Her bare shoulder is exposed to me without any consideration, as she’s dropped to her knees searching for the cufflink.

I should bend down to help her. I should throw her on the bed.

I should, fuck, I should just fucking tell her.

But I don’t do any of that. I let myself get lost in the image of her, as her hair is softly wrapped and woven, done, but leaving tendrils loose around her face. Always slightly windblown. I realize the longer I’m near her, she is the wind.

Now, the bow tie. I know how to tie a bow tie, even if my hands seem distracted, called to a different purpose that I can’t allow them to fulfill. “Want help?” she offers, and I want to say yes, just so she will be close to me.

“You know how to do a bowtie?”

“Is it… a clip on?” She bursts into laughter as she layers a coat of gloss across her lips, making them fuller than imaginable. And trust me, I imagine it.

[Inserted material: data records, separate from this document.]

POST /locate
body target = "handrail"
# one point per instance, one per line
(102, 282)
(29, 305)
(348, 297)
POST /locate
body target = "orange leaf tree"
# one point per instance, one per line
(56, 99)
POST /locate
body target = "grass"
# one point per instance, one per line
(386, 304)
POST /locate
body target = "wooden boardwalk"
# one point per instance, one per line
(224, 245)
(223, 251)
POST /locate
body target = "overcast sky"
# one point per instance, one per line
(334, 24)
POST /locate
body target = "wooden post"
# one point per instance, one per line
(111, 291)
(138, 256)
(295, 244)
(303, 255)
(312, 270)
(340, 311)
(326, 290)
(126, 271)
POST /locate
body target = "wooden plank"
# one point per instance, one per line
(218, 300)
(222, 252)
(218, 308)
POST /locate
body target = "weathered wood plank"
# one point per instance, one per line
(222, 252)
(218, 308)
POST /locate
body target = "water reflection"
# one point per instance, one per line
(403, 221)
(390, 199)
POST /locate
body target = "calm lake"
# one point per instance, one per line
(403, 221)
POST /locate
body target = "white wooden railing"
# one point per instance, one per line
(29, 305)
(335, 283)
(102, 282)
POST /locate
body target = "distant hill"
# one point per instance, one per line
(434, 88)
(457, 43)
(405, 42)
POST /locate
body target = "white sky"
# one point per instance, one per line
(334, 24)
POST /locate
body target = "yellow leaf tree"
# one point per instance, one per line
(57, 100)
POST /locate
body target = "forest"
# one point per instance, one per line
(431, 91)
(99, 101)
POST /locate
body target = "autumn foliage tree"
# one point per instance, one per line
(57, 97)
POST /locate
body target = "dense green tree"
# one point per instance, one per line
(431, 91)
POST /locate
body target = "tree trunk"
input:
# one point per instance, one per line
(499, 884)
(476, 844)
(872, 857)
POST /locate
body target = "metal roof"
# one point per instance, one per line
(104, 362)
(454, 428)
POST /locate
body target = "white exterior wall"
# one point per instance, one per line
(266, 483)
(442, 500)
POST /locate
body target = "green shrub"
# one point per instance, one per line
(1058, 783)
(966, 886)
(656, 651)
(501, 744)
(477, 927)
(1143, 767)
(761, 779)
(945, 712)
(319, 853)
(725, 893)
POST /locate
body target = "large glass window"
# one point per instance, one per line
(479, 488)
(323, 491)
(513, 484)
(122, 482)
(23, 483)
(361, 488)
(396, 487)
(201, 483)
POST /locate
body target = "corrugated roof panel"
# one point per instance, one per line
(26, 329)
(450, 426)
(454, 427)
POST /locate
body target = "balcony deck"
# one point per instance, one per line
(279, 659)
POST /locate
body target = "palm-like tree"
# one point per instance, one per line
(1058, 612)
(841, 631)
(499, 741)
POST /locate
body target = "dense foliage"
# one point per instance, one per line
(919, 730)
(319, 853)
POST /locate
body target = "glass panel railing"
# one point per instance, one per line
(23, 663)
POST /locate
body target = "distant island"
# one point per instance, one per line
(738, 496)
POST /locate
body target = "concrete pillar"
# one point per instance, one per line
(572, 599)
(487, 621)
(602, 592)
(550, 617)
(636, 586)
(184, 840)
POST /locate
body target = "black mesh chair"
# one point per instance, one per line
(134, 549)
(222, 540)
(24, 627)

“Sadly, not this time.” I step next to her at the sink, folding the flaps of the tie until it looks like it’s the only thing holding my head on straight.

It might be. “The car will be here in fifteen minutes,” I remind her, though she does not look fifteen minutes close to being ready.

She turns her body to me, taking a hand to each side of my tie, and adjusting it just ever so slightly.

Whether it was crooked or not, I don’t care.

“Well, now that's taken care of,” she says. “I just need my dress.” She steps back into the bedroom, unzipping the garment bag, and I’m having flashbacks to walking out of the dressing room. I was so hard I could barely walk, and I am beginning to question how I’m going to get through tonight.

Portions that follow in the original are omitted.